In code mpiexample2.c each process allocates an integer buffer of size len(=128integers). Each buffer is initialized to the rank of the process. Process 0 sends its buffer to process 1 and vice versa, i.e. process 0 sends a message of zeros and receives a message of 1s, while process 1 does the opposite.

  1. Compile and run the code interactively using two processes. Verify that it works as you expect.
  2. Now change the code so that len=1024. Attempt to run the code. You should find that it fails to complete. Why? Fix the code so that if complete for any value of len.

Exercise 4

mpiexample3.c is a basic pingpong code. Run the code and make sure it works.
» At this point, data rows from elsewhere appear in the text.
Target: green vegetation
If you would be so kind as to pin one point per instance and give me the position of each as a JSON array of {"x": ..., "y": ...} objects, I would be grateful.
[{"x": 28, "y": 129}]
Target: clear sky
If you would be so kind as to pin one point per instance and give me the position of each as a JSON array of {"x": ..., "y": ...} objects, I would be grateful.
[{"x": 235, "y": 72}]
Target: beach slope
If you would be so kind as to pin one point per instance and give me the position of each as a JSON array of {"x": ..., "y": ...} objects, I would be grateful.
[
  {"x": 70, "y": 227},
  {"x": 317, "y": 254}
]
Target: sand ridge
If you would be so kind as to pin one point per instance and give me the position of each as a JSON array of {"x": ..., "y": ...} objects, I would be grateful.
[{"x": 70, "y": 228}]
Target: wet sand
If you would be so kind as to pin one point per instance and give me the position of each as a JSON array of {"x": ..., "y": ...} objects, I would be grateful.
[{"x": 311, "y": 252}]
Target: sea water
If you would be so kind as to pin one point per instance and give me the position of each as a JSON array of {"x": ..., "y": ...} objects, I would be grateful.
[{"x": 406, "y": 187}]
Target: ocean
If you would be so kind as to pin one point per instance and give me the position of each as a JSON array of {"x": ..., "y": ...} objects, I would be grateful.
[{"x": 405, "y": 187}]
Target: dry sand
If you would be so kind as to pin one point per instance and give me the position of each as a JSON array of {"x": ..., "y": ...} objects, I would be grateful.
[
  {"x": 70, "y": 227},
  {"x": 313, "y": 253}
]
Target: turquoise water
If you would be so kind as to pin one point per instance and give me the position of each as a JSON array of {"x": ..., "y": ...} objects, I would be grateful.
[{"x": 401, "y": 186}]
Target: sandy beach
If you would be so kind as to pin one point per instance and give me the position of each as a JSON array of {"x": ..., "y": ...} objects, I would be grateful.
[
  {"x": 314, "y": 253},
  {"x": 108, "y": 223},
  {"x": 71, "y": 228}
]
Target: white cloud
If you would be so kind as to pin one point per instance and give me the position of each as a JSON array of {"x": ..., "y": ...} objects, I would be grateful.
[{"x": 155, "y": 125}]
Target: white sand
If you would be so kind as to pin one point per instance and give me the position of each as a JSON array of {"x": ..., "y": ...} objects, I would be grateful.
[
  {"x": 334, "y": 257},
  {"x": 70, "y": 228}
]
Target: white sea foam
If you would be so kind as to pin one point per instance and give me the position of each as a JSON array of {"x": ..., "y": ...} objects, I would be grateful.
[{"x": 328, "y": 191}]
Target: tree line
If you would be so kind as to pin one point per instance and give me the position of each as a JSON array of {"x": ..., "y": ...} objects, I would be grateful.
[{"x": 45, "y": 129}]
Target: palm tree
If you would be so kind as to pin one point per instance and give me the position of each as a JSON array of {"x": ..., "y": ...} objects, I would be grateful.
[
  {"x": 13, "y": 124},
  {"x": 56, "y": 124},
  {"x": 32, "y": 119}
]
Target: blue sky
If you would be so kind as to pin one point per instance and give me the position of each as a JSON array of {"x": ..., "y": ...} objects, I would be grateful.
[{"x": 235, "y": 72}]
  1. Currently the code only does pingpong between 0 and 1 for a message containing 64 integers and measures the time using MPI_Wtime. Modify the code so that it runs for len=1 to a maximum message size of 4*1024*1024 integers for messages of size 4n (i.e. 1, 4, 16, 64, 256, 1024 etc). Have the code print out the absolute time and the bandwidth. Are the results what you expected?
  2. What latency did you measure and what peak bandwidth? How does the bandwidth change with message length?
  3. Further modify the code so that it measures the pingpong time between process 0 and all other processes in MPI_COMM_WORLD for messages of 1, 1024 and 1048576 integers.
  4. Run your code on the batch system using 16 CPUs and complete the following table:
    Message Size (ints) time for pingpong between two processes
    within a nodebetween two nodes
    1  
    1024  
    1048576  
  5. What results did you expect to see? Are the results in line with these expectations? If not why not?

Exercise 5

  1. If you have extra time, log onto the Vayu system and run the same pingpong test. Do not use more than 16 cores. How does the performance of Vayu compare to that of XE?